- 94 -

...И МИР

 

И вот эта война завершилась беспримерной победой. Наступил долгожданный мир, как ожидалось, не только на фронтах, но и в тылу. Думалось, что с преступлениями ежовщины война покончила так же, как и с преступлениями фашизма. Хотелось, чтобы мир принес милосердие миллионам наших сограждан, возращавшимся из вражеского плена... Многое ожидалось от великой победы...

 

- 95 -

Но в лагеря потянулись новые эшелоны заключенных. Здесь были не только бандеровцы и власовцы, но (гораздо больше) — советские солдаты и офицеры, чьи эшелоны нередко шли из фашистского плена прямиком в родные концлагеря; умилившиеся "прощением" родины репатрианты из многих стран Востока и Запада; тысячи "космополитов безродных" (то бишь, попросту говоря — евреев из антифашистского комитета и других организаций); тысячи партийных работников по "ленинградскому делу" и им подобным... А переселение целых народов в Сибирь; моральное распятие Анны Ахматовой и Михаила Зощенко; преследования Шостаковича и других композиторов; средневеково-мрачное антисемитское дело "врачей-убийц"; и теперь уже полное обожествление личности вождя — "величайшего полководца всех времен и народов" и одновременно — "корифея всех наук".

Не сразу и не все поняли, что сталинско-бериевскими усилиями великая победа в войне начала оборачиваться внутренним поражением.

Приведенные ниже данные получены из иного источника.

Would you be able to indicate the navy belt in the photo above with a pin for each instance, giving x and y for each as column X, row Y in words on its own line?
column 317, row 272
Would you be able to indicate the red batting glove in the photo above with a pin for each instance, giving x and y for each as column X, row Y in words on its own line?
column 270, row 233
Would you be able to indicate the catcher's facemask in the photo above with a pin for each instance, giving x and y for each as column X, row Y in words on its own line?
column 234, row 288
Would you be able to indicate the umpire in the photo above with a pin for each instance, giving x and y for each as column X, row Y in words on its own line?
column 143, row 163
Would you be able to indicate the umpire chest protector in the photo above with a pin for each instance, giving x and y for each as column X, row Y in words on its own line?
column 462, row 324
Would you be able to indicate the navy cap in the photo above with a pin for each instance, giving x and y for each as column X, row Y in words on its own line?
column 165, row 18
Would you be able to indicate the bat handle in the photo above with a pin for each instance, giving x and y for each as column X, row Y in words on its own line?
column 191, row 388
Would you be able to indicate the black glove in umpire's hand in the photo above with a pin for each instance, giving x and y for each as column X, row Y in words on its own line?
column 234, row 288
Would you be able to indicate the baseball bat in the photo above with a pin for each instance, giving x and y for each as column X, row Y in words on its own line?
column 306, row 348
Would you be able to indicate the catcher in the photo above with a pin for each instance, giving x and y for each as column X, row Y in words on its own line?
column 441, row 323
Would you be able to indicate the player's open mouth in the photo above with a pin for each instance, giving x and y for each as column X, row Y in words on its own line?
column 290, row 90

Много лет спустя известный советский поэт сказал об этом невиляю-ще четко:

...И несмотря на лавры в битвах,

В своей стране ведя разбой,

Собою были мы разбиты,

Как Рим разгромлен был собой...

А тогда, вскоре после войны, близкий нам Костя Богатырев (о нем мне еще придется писать) перевел стихотворение немецкого поэта Эриха Кестнера "Другая возможность":

Когда бы вдруг мы победили

Под звон литавр и пушек гром,

Германию бы превратили

В огромный сумасшедший дом.

…………………………………..

Когда бы вдруг мы победили,

Мы стали б выше прочих рас:

От мира бы отгородили

Колючей проволокой нас.

 

Когда бы вдруг мы победили,

Все страны разгромив подряд,

 

- 96 -

В стране настало б изобилье...

Кретинов, холуев, солдат.

………………………….

Тогда б всех мыслящих судили,

И тюрьмы были бы полны,

…………………………….

Когда б мы только победили...

Но, к счастью, мы — побеждены .

Написано о послекайзеровской Германии. Они — побеждены, а мы в этой войне — победители. Так вот, Б.Л. временами казалось, что многие из гипотетических бед той несостоявшейся победы — состоялись после победы нашей, и состоялись у нас...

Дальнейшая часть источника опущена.